Mantelzorg vaak door eigen kind of partner
Van degenen die in de afgelopen vier weken mantelzorg hebben ontvangen, gaf 46 procent aan dat ze de meeste zorg ontvingen van een eigen zoon of dochter, en 35 procent noemde de partner of echtgenoot. Verder was het bij ruim een op de tien mantelzorgontvangers de schoonzoon of schoondochter die de hulp gaf. Een buur, vriend, kleinkind, broer of zus werd door 5 tot 10 procent vermeld als degene van wie ze de meeste zorg hebben ontvangen. Andere personen zoals stiefkinderen, schoonbroer of schoonzus, werden nauwelijks genoemd. Wel gaf nog een relatief grote groep van 15 procent aan dat het iemand anders betrof.Wie de mantelzorger is hangt samen met kenmerken van de zorgontvanger (zie tabel 2 in bijlage). Mannen die mantelzorg ontvangen krijgen vaker zorg van de partner of echtgenoot dan vrouwen (49 tegen 30 procent).

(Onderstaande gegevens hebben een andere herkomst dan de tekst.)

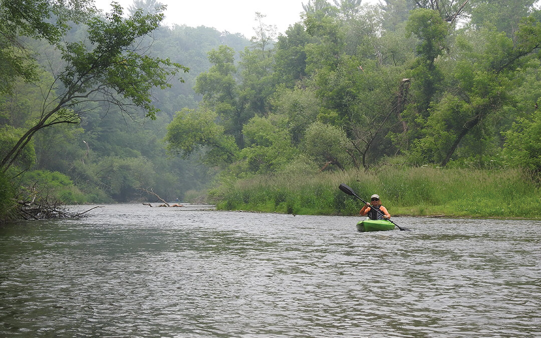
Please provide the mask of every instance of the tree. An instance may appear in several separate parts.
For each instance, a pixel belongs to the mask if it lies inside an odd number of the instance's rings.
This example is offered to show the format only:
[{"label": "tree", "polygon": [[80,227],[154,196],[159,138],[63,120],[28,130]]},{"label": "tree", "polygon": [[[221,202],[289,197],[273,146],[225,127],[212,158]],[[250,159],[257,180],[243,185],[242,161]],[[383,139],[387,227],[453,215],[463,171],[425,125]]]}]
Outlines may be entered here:
[{"label": "tree", "polygon": [[167,126],[165,141],[173,154],[184,158],[201,150],[204,162],[223,167],[232,163],[238,156],[234,139],[224,133],[224,128],[217,124],[217,114],[212,110],[184,108],[177,113]]},{"label": "tree", "polygon": [[[433,108],[419,141],[425,153],[445,165],[460,142],[475,128],[506,105],[514,105],[511,95],[514,80],[524,70],[538,63],[531,59],[541,48],[541,22],[532,17],[522,20],[514,38],[505,32],[486,31],[483,43],[475,46],[461,42],[463,58],[454,67],[457,87]],[[431,150],[430,150],[431,149]]]},{"label": "tree", "polygon": [[335,166],[345,168],[348,158],[348,139],[344,130],[338,127],[316,122],[306,129],[305,149],[309,156],[323,168]]},{"label": "tree", "polygon": [[[162,8],[162,9],[164,9]],[[128,115],[142,109],[155,118],[157,109],[151,101],[151,90],[169,87],[168,79],[183,66],[169,59],[145,54],[142,39],[156,29],[163,15],[137,11],[122,18],[118,4],[105,20],[89,19],[89,45],[81,42],[59,45],[65,65],[50,84],[36,123],[7,151],[0,162],[5,172],[40,129],[59,123],[78,123],[84,103],[100,101],[118,107]]]},{"label": "tree", "polygon": [[56,44],[69,29],[93,12],[92,0],[3,0],[0,2],[0,94],[10,91],[14,80],[36,80],[39,71],[31,50],[21,38]]}]

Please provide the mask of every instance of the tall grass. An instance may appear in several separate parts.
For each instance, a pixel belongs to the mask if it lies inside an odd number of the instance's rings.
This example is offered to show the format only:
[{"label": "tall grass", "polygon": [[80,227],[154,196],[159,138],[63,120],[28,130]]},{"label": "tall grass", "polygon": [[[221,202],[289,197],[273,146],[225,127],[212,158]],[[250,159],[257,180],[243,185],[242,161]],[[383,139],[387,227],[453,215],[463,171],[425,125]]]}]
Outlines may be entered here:
[{"label": "tall grass", "polygon": [[210,197],[221,209],[357,214],[362,202],[339,190],[341,183],[365,200],[378,194],[391,215],[541,218],[541,189],[530,176],[514,169],[388,167],[278,175],[224,184],[212,190]]}]

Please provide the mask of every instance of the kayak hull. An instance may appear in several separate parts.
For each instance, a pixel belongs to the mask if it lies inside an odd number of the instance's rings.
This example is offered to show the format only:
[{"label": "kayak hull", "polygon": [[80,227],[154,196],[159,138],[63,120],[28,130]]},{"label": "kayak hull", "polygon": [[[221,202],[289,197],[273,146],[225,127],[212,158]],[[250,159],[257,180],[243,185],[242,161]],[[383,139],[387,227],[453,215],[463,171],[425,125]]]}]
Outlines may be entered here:
[{"label": "kayak hull", "polygon": [[393,230],[394,224],[387,220],[366,220],[357,223],[357,230],[365,231],[381,231]]}]

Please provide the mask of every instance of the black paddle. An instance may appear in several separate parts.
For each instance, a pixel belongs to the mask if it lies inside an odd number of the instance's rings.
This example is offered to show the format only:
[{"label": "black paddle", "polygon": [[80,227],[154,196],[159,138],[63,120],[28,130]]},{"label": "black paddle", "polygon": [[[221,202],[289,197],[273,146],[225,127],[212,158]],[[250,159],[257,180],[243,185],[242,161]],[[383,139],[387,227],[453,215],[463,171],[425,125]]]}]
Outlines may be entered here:
[{"label": "black paddle", "polygon": [[[357,197],[358,198],[359,198],[359,200],[360,200],[361,201],[362,201],[362,203],[365,203],[365,204],[366,204],[366,202],[365,202],[364,200],[363,200],[361,197],[360,197],[358,196],[357,196],[357,195],[355,195],[355,192],[353,191],[353,189],[351,189],[351,188],[349,188],[349,187],[348,187],[346,184],[345,184],[344,183],[340,183],[340,187],[339,187],[338,188],[340,189],[340,190],[342,190],[342,191],[344,191],[346,194],[347,194],[348,195],[351,195],[351,196],[354,196],[355,197]],[[375,211],[377,211],[378,213],[379,213],[379,214],[381,216],[384,216],[383,213],[382,213],[381,211],[379,211],[377,209],[375,209]],[[400,229],[400,231],[411,231],[411,230],[410,230],[409,229],[407,229],[406,228],[400,228],[400,227],[399,227],[398,226],[397,226],[395,223],[394,223],[394,222],[393,222],[391,220],[387,220],[387,221],[388,221],[391,223],[392,223],[393,224],[394,224],[394,226],[397,228],[398,228],[399,229]]]}]

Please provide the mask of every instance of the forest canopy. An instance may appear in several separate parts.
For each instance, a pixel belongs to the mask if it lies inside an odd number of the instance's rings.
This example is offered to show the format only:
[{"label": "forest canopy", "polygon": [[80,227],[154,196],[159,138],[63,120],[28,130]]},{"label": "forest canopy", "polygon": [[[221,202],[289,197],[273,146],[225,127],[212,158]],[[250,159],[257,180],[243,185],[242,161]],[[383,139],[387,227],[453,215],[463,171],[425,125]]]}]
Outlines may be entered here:
[{"label": "forest canopy", "polygon": [[538,175],[536,2],[304,8],[280,34],[255,14],[248,39],[162,26],[155,0],[2,1],[0,183],[57,172],[83,203],[384,164]]}]

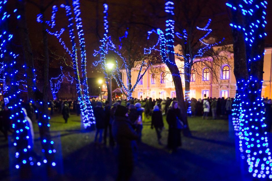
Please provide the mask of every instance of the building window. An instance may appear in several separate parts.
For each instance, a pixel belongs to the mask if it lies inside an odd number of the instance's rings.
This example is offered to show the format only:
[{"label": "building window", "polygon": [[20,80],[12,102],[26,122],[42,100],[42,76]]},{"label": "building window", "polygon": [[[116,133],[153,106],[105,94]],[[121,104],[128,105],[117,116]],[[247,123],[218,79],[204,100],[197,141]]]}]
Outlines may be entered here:
[{"label": "building window", "polygon": [[152,74],[151,75],[151,84],[154,84],[155,83],[155,74]]},{"label": "building window", "polygon": [[225,66],[222,69],[222,79],[229,79],[229,66]]},{"label": "building window", "polygon": [[151,97],[153,99],[155,99],[157,98],[156,97],[156,92],[151,92]]},{"label": "building window", "polygon": [[203,70],[203,80],[204,81],[208,81],[210,73],[209,69],[206,68]]},{"label": "building window", "polygon": [[203,90],[202,92],[202,99],[206,99],[209,97],[209,91]]},{"label": "building window", "polygon": [[161,92],[161,98],[163,99],[165,99],[166,98],[166,93],[165,91]]},{"label": "building window", "polygon": [[161,74],[161,83],[162,84],[165,83],[165,74],[162,73]]},{"label": "building window", "polygon": [[194,82],[196,81],[196,72],[194,70],[191,71],[191,81]]},{"label": "building window", "polygon": [[225,90],[222,90],[221,91],[221,97],[226,99],[229,97],[229,91]]},{"label": "building window", "polygon": [[143,85],[143,76],[142,75],[140,75],[140,77],[141,77],[141,78],[140,79],[140,80],[139,81],[139,85]]},{"label": "building window", "polygon": [[143,95],[142,92],[139,92],[138,93],[138,98],[142,99],[143,98]]}]

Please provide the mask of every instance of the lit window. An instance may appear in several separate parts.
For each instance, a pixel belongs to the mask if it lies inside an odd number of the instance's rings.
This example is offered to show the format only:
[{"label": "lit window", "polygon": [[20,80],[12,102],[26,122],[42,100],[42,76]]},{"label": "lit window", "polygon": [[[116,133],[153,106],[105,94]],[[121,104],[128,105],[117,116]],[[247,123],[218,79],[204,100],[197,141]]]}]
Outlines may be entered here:
[{"label": "lit window", "polygon": [[209,91],[202,91],[202,99],[205,99],[209,97]]},{"label": "lit window", "polygon": [[139,92],[138,93],[138,98],[142,99],[143,98],[143,94],[142,92]]},{"label": "lit window", "polygon": [[151,97],[152,98],[152,99],[154,99],[157,98],[156,97],[156,92],[151,92]]},{"label": "lit window", "polygon": [[203,70],[203,80],[204,81],[208,81],[210,73],[209,69],[206,68]]},{"label": "lit window", "polygon": [[153,74],[151,75],[151,84],[154,84],[155,83],[155,74]]},{"label": "lit window", "polygon": [[161,83],[165,83],[165,74],[163,72],[161,74]]},{"label": "lit window", "polygon": [[229,91],[225,90],[221,91],[221,97],[226,99],[229,97]]},{"label": "lit window", "polygon": [[191,71],[191,81],[194,82],[196,81],[196,72],[194,70]]},{"label": "lit window", "polygon": [[222,79],[229,79],[229,66],[225,66],[222,70]]},{"label": "lit window", "polygon": [[139,81],[139,85],[143,85],[143,75],[140,75],[140,77],[141,77],[141,79],[140,79],[140,80]]}]

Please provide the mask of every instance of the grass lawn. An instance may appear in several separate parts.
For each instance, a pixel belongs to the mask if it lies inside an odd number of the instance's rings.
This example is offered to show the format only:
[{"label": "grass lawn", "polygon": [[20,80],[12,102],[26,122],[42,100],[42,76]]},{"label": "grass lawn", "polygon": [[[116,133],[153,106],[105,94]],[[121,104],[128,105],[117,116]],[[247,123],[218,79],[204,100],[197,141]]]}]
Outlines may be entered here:
[{"label": "grass lawn", "polygon": [[[177,153],[170,154],[166,148],[168,125],[163,118],[162,145],[157,143],[155,129],[150,128],[150,120],[145,120],[142,143],[138,145],[138,161],[132,180],[235,180],[240,177],[235,165],[234,141],[229,137],[227,121],[189,118],[192,136],[182,136],[182,147]],[[60,136],[64,172],[58,180],[114,180],[117,171],[116,150],[108,145],[95,145],[95,131],[82,129],[80,117],[75,115],[71,115],[67,124],[57,114],[50,121],[52,136]],[[35,144],[40,144],[38,126],[34,126]],[[3,138],[2,135],[0,136]],[[7,143],[1,142],[0,179],[4,180],[9,178],[8,150]]]}]

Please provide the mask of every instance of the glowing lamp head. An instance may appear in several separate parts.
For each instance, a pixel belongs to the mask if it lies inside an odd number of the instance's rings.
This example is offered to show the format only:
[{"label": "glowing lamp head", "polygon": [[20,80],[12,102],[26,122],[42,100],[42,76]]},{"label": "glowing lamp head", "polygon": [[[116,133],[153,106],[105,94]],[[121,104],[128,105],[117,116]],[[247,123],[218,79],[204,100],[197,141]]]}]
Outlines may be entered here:
[{"label": "glowing lamp head", "polygon": [[114,66],[114,64],[111,63],[109,63],[107,64],[107,68],[109,70],[112,70]]}]

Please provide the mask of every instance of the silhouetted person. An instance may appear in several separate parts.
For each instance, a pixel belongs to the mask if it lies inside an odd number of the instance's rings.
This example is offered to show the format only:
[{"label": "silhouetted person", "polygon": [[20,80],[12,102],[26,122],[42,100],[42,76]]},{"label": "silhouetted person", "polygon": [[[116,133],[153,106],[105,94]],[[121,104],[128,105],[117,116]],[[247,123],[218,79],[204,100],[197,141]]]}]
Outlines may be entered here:
[{"label": "silhouetted person", "polygon": [[109,133],[110,144],[112,144],[114,141],[112,136],[112,131],[111,129],[111,124],[110,123],[111,119],[111,106],[110,102],[108,100],[106,101],[105,103],[105,107],[104,108],[105,113],[105,131],[104,132],[104,144],[107,144],[107,137],[108,137],[108,129]]},{"label": "silhouetted person", "polygon": [[70,109],[68,107],[68,104],[65,102],[63,104],[63,108],[62,109],[62,115],[65,120],[65,123],[67,123],[70,114]]},{"label": "silhouetted person", "polygon": [[105,128],[105,112],[102,107],[101,102],[97,102],[96,106],[93,109],[93,114],[95,117],[95,125],[96,126],[96,132],[94,138],[94,142],[96,143],[97,136],[99,134],[98,142],[101,143],[102,140],[102,134]]},{"label": "silhouetted person", "polygon": [[171,102],[166,120],[169,125],[167,146],[170,149],[170,152],[176,152],[178,147],[181,145],[181,130],[177,127],[177,122],[183,121],[177,101],[173,101]]},{"label": "silhouetted person", "polygon": [[161,133],[164,126],[162,119],[162,113],[159,109],[159,106],[155,106],[152,114],[151,128],[153,129],[153,126],[155,128],[157,133],[158,142],[160,145],[161,144]]},{"label": "silhouetted person", "polygon": [[138,137],[139,134],[134,131],[128,119],[128,111],[125,107],[117,106],[113,124],[113,133],[118,150],[117,181],[129,180],[131,176],[134,167],[133,142]]}]

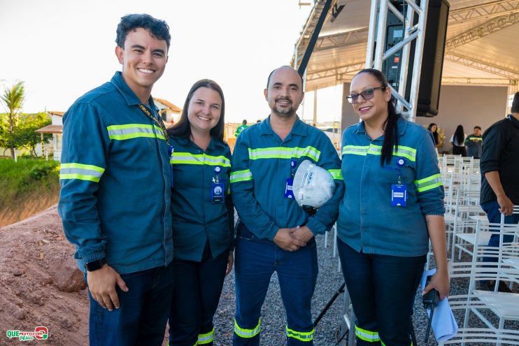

Hierbij speelt mee dat vrouwen vaker geen partner (meer) hebben. Zij ontvangen daardoor vaker zorg van eigen kinderen. Waar van de vrouwen ruim de helft te kennen geeft meestal hulp te krijgen van hun eigen zoon of dochter, blijft dat bij mannen beperkt tot 30 procent. Ook leeftijd doet ertoe: 55- tot 75-jarigen krijgen meestal zorg van de partner (53 procent), terwijl 75-plussers vooral verzorgd worden door hun kinderen (61 procent). Hierbij speelt mee dat 75-plussers vaker geen partner (meer) hebben. Zij krijgen relatief vaak ook hulp van hun schoon- en kleinkinderen.